Duratron® PBI is the highest performance engineering thermoplastic available today. Duratron® PBI offers the highest heat resistance and mechanical property retention over 400°F of any unfilled plastic. Duratron® PBI has better wear resistance and load carrying capabilities at extreme temperatures than any other reinforced or unreinforced engineering plastic.

As an unreinforced material, Duratron® PBI is very "clean" in terms of ionic impurity and it does not outgas (except water). These characteristics make Duratron® PBI very attractive to semiconductor manufacturers for vacuum chamber applications. Duratron® PBI has excellent ultrasonic transparency which makes it an ideal choice for parts such as probe tip lenses in ultrasonic measuring equipment.
Duratron® PBI is also an excellent thermal insulator. Other plastics in melt do not stick to Duratron® PBI. These characteristics make Duratron® PBI ideal for contact seals and insulator bushings in plastic production and molding equipment.

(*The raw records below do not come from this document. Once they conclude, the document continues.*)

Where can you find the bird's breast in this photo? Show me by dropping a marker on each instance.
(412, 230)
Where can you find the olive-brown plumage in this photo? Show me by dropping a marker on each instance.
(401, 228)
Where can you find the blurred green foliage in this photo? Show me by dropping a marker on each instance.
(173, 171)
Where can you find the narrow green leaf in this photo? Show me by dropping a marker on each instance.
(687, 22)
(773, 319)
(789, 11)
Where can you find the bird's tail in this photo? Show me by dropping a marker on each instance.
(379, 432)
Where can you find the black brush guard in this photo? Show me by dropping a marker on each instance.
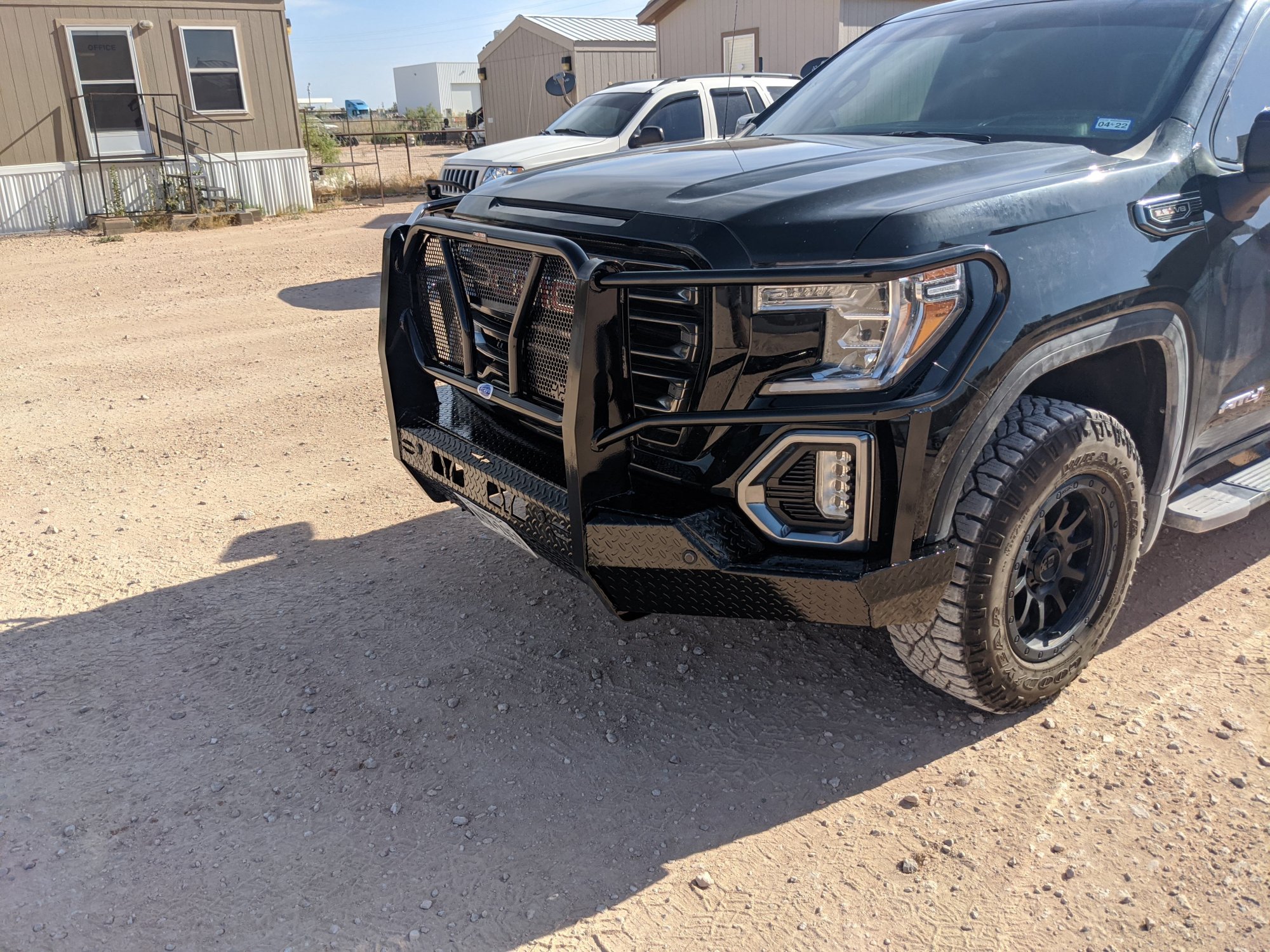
(641, 552)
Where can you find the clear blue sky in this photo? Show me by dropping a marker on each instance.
(347, 49)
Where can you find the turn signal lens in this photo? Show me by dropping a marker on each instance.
(836, 484)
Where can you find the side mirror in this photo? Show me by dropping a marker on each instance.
(1243, 194)
(1257, 153)
(648, 136)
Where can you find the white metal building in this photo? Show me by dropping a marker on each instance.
(520, 60)
(739, 36)
(450, 88)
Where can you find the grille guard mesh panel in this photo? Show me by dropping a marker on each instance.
(551, 329)
(439, 301)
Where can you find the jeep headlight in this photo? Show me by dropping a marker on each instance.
(498, 172)
(872, 332)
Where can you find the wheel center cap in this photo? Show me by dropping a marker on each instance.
(1047, 567)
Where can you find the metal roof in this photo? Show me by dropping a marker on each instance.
(582, 30)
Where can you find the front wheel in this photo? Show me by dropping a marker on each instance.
(1048, 534)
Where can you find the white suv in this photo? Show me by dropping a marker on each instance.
(624, 116)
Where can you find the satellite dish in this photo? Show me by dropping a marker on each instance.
(813, 65)
(562, 84)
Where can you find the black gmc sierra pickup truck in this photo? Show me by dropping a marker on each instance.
(938, 343)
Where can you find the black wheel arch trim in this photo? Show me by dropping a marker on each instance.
(1151, 323)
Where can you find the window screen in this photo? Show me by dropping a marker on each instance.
(215, 73)
(741, 53)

Proven applications include:

  • High heat insulator bushings for hot runner manifolds
  • Electrical connectors for aircraft engines
  • Ball valve seats for high temperature fluid handling
  • Clamp rings for gas plasma etching equipment


Duratron® PBI is extremely hard and can be challenging to fabricate. Polycrystalline diamond tools are recommended when fabricating production quantities. Duratron® PBI tends to be notch sensitive. All corners should be radiused (0.040" min.) and edges chamfered to maximize part toughness. High tolerance fabricated components should be stored in sealed containers (usually polybags with desiccant) to avoid dimensional changes due to moisture absorption. Components rapidly exposed to temperatures above 400°F (205°C) should be "dried" prior to use or kept dry to avoid deformation from thermal shock.